Greek and Slavic form of Plato, from 'platos' meaning 'broad' or 'wide-shouldered.'
Platon is the original Greek form of a name the English-speaking world knows as Plato, and it carries one of the most extraordinary intellectual inheritances of any name in human history. The name derives from the Greek "platys" (πλατύς), meaning "broad" — tradition holds that the Athenian philosopher Aristocles (428/427–348/347 BCE) received the nickname Platon on account of his broad shoulders from his wrestling trainer, though later ancient sources suggest it may have referred to the breadth of his forehead, his style, or his philosophical reach. Whatever its original application, the name Platon became inseparable from the man who founded the Academy in Athens and reshaped Western philosophy.
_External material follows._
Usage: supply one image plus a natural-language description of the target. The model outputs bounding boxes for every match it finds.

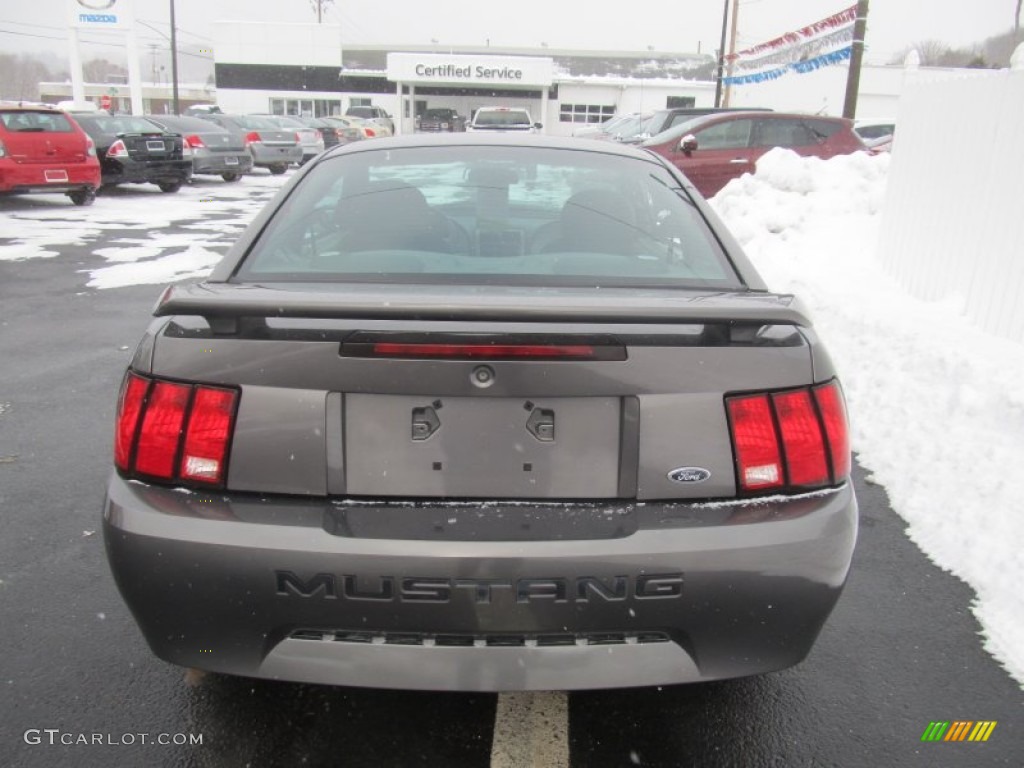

As a given name distinct from the famous philosopher, Platon has remained in continuous use in Greek Orthodox Christian culture, in Russia (Платон, a common aristocratic name through the eighteenth and nineteenth centuries — notably borne by Metropolitan Platon of Moscow and the philosopher Platon Levshin), and in Eastern European Catholic communities. In Russia the name peaked in the Imperial period and was associated with the nobility and clergy; it retained enough currency to be used by Tolstoy for Platon Karataev, the peasant sage in War and Peace whose simple goodness embodies a kind of spiritual wisdom — a characterization that is itself a quiet homage to the philosopher. In the contemporary world Platon is experiencing a modest revival, particularly in Greece and among Greek diaspora families who want a name that is unmistakably Hellenic and carries civilizational weight.
The name is also known internationally through the work of the celebrity portrait photographer known simply as Platon (Platon Antoniou), whose bold images of world leaders have made the name newly vivid. It remains a rare and considered choice — the sort of name that announces its bearer as someone given a serious inheritance to live up to.